The amiable Farrier is shown as a popular NZ journo who interviews stars (like a glimpsed Justin Bieber) and investigates weird-ish human interest stories (imagine a sort of less self-impressed Auckland version of Louis Theroux). His voiceover describes how he stumbled upon a link to a website all about ‘Competitive Endurance Tickling’, an extravagant LA event where fit lads appear to tie each other down and, in groups, tickle their opponents as they try not to giggle uncontrollably. Assuming that this would make a great subject for a report, Farrier consults the company behind it all (whose name won’t be revealed here as legal disputes still surround this film), and when what he’s currently up to goes viral, the organiser(s) hit back at him online repeatedly and viciously, calling him a “f****t” and the like. Which, as he’s quick to point out, is pretty rich given how homoerotic ‘Competitive Endurance Tickling’ looks.

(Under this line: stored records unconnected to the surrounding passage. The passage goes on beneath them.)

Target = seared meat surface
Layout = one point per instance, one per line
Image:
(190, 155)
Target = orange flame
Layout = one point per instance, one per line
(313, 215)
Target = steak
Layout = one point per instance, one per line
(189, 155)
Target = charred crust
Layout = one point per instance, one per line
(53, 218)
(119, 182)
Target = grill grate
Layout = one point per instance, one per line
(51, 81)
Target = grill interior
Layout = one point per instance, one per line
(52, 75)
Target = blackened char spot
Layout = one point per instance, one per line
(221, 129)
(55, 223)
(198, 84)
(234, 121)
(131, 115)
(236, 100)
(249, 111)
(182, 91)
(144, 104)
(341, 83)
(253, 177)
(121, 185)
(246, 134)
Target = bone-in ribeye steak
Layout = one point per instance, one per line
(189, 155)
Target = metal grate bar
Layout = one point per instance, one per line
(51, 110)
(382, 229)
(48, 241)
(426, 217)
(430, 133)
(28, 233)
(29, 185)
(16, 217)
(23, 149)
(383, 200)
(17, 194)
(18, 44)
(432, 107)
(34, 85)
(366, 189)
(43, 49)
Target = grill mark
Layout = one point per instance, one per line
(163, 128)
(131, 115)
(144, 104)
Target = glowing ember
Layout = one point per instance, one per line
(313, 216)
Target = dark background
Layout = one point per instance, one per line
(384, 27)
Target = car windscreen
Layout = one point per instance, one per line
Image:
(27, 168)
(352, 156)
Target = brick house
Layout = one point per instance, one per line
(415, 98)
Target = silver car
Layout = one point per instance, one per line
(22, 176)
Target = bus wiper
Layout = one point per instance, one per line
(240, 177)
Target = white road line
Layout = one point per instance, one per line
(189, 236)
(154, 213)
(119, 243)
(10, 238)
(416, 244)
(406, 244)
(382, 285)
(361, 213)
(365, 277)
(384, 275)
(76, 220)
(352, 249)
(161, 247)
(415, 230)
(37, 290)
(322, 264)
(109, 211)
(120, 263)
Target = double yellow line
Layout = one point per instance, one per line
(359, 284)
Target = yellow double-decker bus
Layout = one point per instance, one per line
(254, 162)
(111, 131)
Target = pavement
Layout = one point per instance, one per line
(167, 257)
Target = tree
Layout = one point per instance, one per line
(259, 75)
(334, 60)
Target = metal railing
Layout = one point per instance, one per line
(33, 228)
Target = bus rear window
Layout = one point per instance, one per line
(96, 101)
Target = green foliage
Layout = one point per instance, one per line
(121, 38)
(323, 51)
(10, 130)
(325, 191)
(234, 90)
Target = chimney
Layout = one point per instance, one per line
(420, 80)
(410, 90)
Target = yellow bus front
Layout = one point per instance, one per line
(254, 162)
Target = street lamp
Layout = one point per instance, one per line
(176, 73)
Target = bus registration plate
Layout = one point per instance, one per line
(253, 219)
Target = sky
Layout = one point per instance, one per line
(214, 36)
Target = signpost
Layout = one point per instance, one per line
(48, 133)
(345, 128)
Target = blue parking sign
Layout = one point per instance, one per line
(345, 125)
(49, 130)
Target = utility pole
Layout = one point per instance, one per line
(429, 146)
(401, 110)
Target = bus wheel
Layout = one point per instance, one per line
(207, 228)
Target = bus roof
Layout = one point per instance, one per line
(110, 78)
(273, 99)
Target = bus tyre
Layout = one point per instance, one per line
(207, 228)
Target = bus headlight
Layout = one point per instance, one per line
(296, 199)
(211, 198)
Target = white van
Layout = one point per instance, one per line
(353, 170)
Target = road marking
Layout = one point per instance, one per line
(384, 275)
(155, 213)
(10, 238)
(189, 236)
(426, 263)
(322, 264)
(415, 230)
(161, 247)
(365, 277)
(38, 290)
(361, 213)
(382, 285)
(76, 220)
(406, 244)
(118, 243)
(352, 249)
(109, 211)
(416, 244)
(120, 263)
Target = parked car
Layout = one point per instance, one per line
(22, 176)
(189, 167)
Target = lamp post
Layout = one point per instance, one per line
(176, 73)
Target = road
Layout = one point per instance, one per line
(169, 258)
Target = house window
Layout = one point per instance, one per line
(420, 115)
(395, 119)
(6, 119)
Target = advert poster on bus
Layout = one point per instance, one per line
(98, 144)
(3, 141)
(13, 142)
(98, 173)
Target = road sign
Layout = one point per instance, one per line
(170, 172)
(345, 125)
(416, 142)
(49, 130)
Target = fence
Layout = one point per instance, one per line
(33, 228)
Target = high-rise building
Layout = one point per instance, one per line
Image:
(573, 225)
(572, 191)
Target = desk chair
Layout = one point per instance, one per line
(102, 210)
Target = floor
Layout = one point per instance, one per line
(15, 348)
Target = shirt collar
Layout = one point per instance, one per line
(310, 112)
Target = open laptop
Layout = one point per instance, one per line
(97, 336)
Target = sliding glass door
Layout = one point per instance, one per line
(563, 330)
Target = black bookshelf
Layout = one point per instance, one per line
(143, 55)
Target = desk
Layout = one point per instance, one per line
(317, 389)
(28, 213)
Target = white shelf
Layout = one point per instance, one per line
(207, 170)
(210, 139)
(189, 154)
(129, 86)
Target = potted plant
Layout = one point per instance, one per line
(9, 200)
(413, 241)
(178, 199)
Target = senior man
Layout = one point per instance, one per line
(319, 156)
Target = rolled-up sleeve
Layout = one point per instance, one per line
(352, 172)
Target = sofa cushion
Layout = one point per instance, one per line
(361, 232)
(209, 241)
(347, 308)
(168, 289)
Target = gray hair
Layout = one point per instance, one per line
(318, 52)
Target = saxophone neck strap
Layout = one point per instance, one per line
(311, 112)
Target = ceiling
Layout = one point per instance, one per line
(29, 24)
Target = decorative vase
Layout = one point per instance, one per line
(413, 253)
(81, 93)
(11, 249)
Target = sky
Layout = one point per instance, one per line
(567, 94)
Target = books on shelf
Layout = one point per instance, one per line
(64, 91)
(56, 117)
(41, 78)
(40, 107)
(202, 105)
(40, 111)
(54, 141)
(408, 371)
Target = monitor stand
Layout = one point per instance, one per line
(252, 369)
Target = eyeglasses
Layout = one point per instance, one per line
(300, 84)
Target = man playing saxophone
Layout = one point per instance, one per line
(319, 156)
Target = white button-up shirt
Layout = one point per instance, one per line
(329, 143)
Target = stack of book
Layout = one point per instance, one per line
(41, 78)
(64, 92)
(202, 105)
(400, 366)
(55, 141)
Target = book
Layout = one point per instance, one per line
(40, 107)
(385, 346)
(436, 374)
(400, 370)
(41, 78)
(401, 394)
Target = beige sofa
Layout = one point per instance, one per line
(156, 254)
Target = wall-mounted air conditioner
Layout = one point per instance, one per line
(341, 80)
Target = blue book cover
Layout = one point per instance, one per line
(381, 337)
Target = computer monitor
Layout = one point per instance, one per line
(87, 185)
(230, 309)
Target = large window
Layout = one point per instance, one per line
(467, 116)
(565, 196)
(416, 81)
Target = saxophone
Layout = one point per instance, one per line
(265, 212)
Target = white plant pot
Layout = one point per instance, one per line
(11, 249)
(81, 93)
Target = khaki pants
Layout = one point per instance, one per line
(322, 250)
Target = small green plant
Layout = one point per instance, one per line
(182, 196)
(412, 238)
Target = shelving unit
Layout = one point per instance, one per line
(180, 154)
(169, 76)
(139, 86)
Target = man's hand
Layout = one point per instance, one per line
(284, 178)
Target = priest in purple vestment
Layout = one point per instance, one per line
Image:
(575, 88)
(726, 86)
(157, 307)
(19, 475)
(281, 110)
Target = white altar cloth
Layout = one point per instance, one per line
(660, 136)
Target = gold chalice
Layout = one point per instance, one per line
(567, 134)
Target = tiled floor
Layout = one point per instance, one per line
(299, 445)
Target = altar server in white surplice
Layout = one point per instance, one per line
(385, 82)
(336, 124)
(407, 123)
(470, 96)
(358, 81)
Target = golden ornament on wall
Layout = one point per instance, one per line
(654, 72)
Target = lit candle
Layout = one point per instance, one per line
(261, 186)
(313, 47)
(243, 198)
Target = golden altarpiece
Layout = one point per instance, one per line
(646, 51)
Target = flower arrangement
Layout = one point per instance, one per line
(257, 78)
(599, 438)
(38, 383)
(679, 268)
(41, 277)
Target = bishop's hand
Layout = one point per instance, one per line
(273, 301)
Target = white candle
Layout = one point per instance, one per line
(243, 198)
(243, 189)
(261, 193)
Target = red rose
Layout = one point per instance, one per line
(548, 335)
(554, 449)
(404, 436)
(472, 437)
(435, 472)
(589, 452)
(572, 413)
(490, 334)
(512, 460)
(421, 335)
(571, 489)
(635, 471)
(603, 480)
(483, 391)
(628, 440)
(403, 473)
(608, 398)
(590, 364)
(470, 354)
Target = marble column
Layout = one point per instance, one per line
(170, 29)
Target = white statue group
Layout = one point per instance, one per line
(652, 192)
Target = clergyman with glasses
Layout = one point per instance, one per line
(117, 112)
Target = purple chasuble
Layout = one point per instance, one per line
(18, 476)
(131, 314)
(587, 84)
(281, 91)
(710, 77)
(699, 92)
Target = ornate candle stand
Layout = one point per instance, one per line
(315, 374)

Farrier quickly falls down a rabbit hole of the shadowy tickling industry
Incensed by the threats of legal action, especially those offered by a nasty trio of lawyers who refuse to let him film their meeting (he records it anyway), Farrier, Reeve and the team decide to do a Michael Moore and get in the faces of the CET types in LA. However, when they travel there for some cool guerilla/gonzo tricks, this shifts gears, as they meet up with guys glad to talk about tickling as a sexual fetish, learn about ‘Terri Tickle’ (an elusive tickling figure in the early days of the internet) and uncover the truth behind what’s really going on here. Or do they? Farrier and Reeve’s film aspires to address issues of control, power, sexuality and fear, but there’s more going on here, as this also works as an exploration of the whole notion of reality itself, and especially the various realities we create for ourselves online when we seek to become someone else (which is becoming harder and harder to do). And yes, that’s quite an achievement – who would have believed that tickling could be so scarily serious? Tickled will be in Australian cinemas from August 19. Rated MA.